— Скотина, Хмур! Все равно мы тебя достанем! И тебя, и твоих дружков!
Вот это он сказал напрасно. Хмурий Несмеянович озверел вмиг и вместо ответа схватил первый попавшийся пистолет и высадил заряд в мелькание ночных теней. Брызнул сноп искр: видимо, пуля угодила в оградку. Однако всем показалось, что тотчас раздался и чей-то короткий вскрик, а за ним последовал звук падения тела — впрочем, сложно было сказать наверняка.
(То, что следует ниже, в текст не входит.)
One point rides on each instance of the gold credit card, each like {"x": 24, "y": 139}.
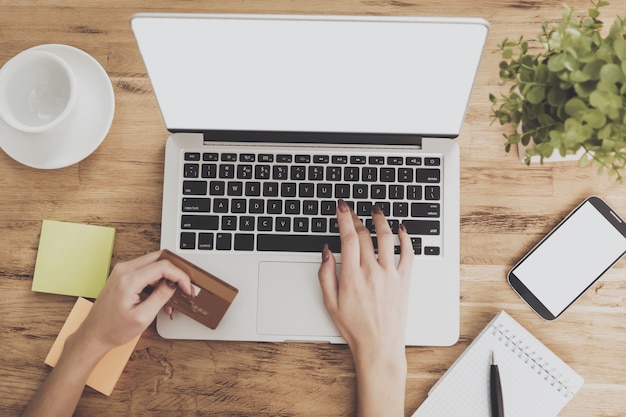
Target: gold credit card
{"x": 212, "y": 295}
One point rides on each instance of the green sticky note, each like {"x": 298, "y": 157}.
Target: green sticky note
{"x": 73, "y": 259}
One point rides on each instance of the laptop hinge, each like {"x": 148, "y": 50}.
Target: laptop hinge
{"x": 312, "y": 137}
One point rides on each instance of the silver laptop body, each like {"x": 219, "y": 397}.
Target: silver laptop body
{"x": 296, "y": 105}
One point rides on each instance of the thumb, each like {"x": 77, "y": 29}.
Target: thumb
{"x": 161, "y": 294}
{"x": 327, "y": 275}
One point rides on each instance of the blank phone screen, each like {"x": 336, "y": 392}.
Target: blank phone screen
{"x": 571, "y": 258}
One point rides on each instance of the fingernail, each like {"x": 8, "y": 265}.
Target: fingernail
{"x": 343, "y": 206}
{"x": 325, "y": 253}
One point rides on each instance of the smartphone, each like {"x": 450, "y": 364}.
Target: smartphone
{"x": 570, "y": 258}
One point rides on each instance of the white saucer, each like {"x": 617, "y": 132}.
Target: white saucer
{"x": 95, "y": 106}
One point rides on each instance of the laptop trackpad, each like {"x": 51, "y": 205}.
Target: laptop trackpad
{"x": 290, "y": 301}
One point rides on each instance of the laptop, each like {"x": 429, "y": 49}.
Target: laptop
{"x": 273, "y": 118}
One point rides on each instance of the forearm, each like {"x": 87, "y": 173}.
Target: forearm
{"x": 381, "y": 384}
{"x": 62, "y": 389}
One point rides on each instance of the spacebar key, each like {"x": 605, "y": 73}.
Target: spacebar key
{"x": 297, "y": 243}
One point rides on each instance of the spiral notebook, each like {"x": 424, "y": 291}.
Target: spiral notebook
{"x": 535, "y": 382}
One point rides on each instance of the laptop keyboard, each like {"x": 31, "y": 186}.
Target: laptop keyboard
{"x": 286, "y": 202}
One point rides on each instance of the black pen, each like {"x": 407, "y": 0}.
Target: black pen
{"x": 497, "y": 405}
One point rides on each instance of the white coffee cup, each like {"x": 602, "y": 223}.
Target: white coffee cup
{"x": 37, "y": 92}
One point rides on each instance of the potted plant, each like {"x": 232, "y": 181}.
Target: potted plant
{"x": 568, "y": 96}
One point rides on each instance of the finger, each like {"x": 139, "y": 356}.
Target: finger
{"x": 327, "y": 275}
{"x": 139, "y": 262}
{"x": 155, "y": 271}
{"x": 347, "y": 233}
{"x": 161, "y": 294}
{"x": 385, "y": 238}
{"x": 405, "y": 264}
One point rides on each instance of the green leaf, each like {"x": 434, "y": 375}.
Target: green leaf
{"x": 594, "y": 118}
{"x": 574, "y": 106}
{"x": 619, "y": 45}
{"x": 536, "y": 94}
{"x": 611, "y": 73}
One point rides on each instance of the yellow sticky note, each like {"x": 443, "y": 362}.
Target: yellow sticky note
{"x": 73, "y": 259}
{"x": 106, "y": 374}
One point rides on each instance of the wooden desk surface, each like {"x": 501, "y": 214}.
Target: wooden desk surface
{"x": 505, "y": 208}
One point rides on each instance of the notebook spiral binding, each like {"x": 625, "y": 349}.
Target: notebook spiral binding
{"x": 534, "y": 360}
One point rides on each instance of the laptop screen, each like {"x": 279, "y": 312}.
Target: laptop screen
{"x": 391, "y": 75}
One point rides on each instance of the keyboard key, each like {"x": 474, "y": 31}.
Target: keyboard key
{"x": 424, "y": 210}
{"x": 244, "y": 172}
{"x": 333, "y": 173}
{"x": 234, "y": 188}
{"x": 280, "y": 172}
{"x": 246, "y": 223}
{"x": 324, "y": 190}
{"x": 187, "y": 240}
{"x": 238, "y": 205}
{"x": 223, "y": 241}
{"x": 253, "y": 189}
{"x": 205, "y": 241}
{"x": 192, "y": 156}
{"x": 229, "y": 223}
{"x": 431, "y": 250}
{"x": 351, "y": 174}
{"x": 264, "y": 224}
{"x": 360, "y": 191}
{"x": 387, "y": 174}
{"x": 301, "y": 224}
{"x": 417, "y": 245}
{"x": 422, "y": 227}
{"x": 244, "y": 242}
{"x": 209, "y": 170}
{"x": 413, "y": 160}
{"x": 400, "y": 209}
{"x": 196, "y": 204}
{"x": 283, "y": 224}
{"x": 191, "y": 170}
{"x": 199, "y": 222}
{"x": 405, "y": 175}
{"x": 220, "y": 205}
{"x": 369, "y": 174}
{"x": 194, "y": 187}
{"x": 297, "y": 243}
{"x": 318, "y": 224}
{"x": 217, "y": 187}
{"x": 427, "y": 175}
{"x": 414, "y": 192}
{"x": 227, "y": 171}
{"x": 432, "y": 193}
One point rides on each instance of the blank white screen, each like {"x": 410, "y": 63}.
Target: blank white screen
{"x": 314, "y": 74}
{"x": 567, "y": 262}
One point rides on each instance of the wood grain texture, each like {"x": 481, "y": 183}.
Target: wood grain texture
{"x": 506, "y": 208}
Брика выкатила за ворота кладбища. Лошадям было трудно бежать с тяжелым грузом, однако Яр позволил им перейти на шаг, лишь когда оба села скрылись за выступом леса.
Вскоре в разных местах через ограду перемахнули и герильясы. Их было только шестеро: кроме сбежавшего (как оказалось, навстречу смерти) гнома и растерзанного упыря на кладбище остался Зазряк, в которого попала рикошетом пуля Тучко.
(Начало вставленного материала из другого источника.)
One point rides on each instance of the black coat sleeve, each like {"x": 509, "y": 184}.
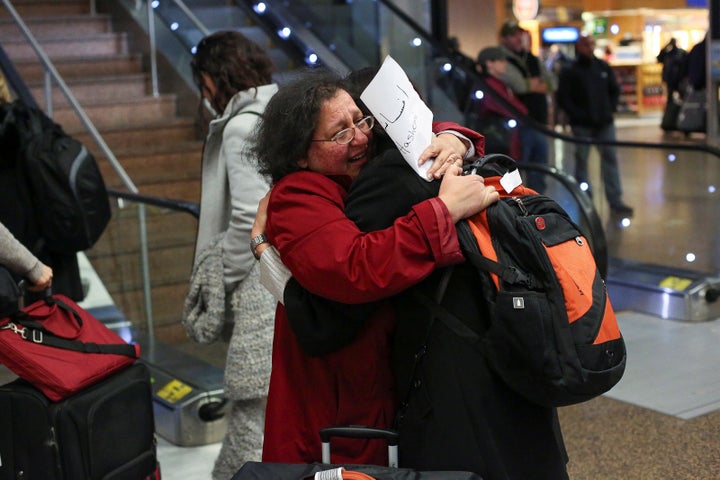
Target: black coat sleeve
{"x": 385, "y": 190}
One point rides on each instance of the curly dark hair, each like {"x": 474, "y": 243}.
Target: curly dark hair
{"x": 234, "y": 63}
{"x": 283, "y": 134}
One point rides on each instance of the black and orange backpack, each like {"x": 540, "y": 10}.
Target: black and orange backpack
{"x": 553, "y": 335}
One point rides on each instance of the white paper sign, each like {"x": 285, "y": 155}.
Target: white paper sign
{"x": 398, "y": 108}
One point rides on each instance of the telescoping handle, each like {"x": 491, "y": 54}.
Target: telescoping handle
{"x": 354, "y": 431}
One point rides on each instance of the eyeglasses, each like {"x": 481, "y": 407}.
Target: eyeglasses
{"x": 345, "y": 136}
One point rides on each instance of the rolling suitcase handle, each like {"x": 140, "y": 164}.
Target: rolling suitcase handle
{"x": 351, "y": 431}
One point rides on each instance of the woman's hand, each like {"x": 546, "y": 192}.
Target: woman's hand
{"x": 260, "y": 221}
{"x": 43, "y": 282}
{"x": 446, "y": 150}
{"x": 465, "y": 195}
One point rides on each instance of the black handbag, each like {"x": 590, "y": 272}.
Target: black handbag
{"x": 693, "y": 112}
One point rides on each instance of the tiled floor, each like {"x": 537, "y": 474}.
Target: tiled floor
{"x": 663, "y": 419}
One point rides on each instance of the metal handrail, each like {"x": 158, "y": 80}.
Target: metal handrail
{"x": 51, "y": 74}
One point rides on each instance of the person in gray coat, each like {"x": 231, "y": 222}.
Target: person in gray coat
{"x": 234, "y": 76}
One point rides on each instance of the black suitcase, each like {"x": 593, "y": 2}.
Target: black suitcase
{"x": 106, "y": 432}
{"x": 287, "y": 471}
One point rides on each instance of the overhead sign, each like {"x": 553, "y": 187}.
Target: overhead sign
{"x": 525, "y": 10}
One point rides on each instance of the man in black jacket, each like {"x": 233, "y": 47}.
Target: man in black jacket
{"x": 588, "y": 92}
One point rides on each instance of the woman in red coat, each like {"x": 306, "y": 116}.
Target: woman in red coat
{"x": 313, "y": 141}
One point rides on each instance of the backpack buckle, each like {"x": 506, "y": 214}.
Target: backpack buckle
{"x": 516, "y": 276}
{"x": 20, "y": 330}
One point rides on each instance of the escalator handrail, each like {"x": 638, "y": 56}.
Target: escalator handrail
{"x": 193, "y": 208}
{"x": 596, "y": 232}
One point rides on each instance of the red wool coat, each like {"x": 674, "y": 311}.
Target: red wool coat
{"x": 331, "y": 257}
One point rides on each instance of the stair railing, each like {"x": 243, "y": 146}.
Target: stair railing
{"x": 51, "y": 74}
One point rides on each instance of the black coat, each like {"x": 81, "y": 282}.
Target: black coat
{"x": 588, "y": 92}
{"x": 457, "y": 414}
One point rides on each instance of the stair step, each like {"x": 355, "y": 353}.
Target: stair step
{"x": 44, "y": 8}
{"x": 49, "y": 27}
{"x": 127, "y": 63}
{"x": 172, "y": 164}
{"x": 167, "y": 131}
{"x": 95, "y": 89}
{"x": 119, "y": 113}
{"x": 68, "y": 46}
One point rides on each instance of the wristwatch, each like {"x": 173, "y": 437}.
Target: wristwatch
{"x": 255, "y": 242}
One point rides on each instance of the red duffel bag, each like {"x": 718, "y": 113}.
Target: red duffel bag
{"x": 60, "y": 348}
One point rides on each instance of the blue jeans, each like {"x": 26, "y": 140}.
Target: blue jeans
{"x": 534, "y": 150}
{"x": 609, "y": 169}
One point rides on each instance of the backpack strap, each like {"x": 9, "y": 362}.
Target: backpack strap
{"x": 451, "y": 321}
{"x": 509, "y": 274}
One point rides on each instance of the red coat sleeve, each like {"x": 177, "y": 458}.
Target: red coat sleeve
{"x": 331, "y": 257}
{"x": 477, "y": 138}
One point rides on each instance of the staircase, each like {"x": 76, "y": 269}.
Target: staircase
{"x": 159, "y": 149}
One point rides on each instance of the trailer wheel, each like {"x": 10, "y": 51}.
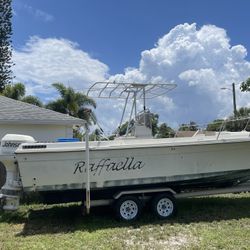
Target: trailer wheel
{"x": 128, "y": 208}
{"x": 164, "y": 206}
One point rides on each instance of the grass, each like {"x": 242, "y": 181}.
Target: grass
{"x": 218, "y": 222}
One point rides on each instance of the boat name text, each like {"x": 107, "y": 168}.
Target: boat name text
{"x": 11, "y": 144}
{"x": 108, "y": 165}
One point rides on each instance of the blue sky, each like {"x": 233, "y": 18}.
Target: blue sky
{"x": 132, "y": 40}
{"x": 116, "y": 31}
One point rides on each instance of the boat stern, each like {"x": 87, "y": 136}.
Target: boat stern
{"x": 10, "y": 181}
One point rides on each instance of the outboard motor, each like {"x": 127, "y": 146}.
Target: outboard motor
{"x": 10, "y": 182}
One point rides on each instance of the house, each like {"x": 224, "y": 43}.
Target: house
{"x": 18, "y": 117}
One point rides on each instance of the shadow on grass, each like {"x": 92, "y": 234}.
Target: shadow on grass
{"x": 68, "y": 218}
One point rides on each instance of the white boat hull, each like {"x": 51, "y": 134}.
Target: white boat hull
{"x": 180, "y": 165}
Зазряк еще дышал, когда его нашли грамотеевцы. Молодой герильяс был сочтен подходящим для справедливого суда, но, учитывая тяжелое ранение, его решили не переправлять в село, а прямо здесь принести в жертву Томасу Бильбо. Судить, в конце концов, можно и заочно, предложил Манила, бывший у грамотеевцев генератором идей. Крутившийся рядом Нос немедленно провозгласил, что в этом есть определенное изящество. Что он, собственно, имел в виду, никто не понял, но выражение грамотеевцам понравилось.
С жертвоприношением управились быстро, благо навык был.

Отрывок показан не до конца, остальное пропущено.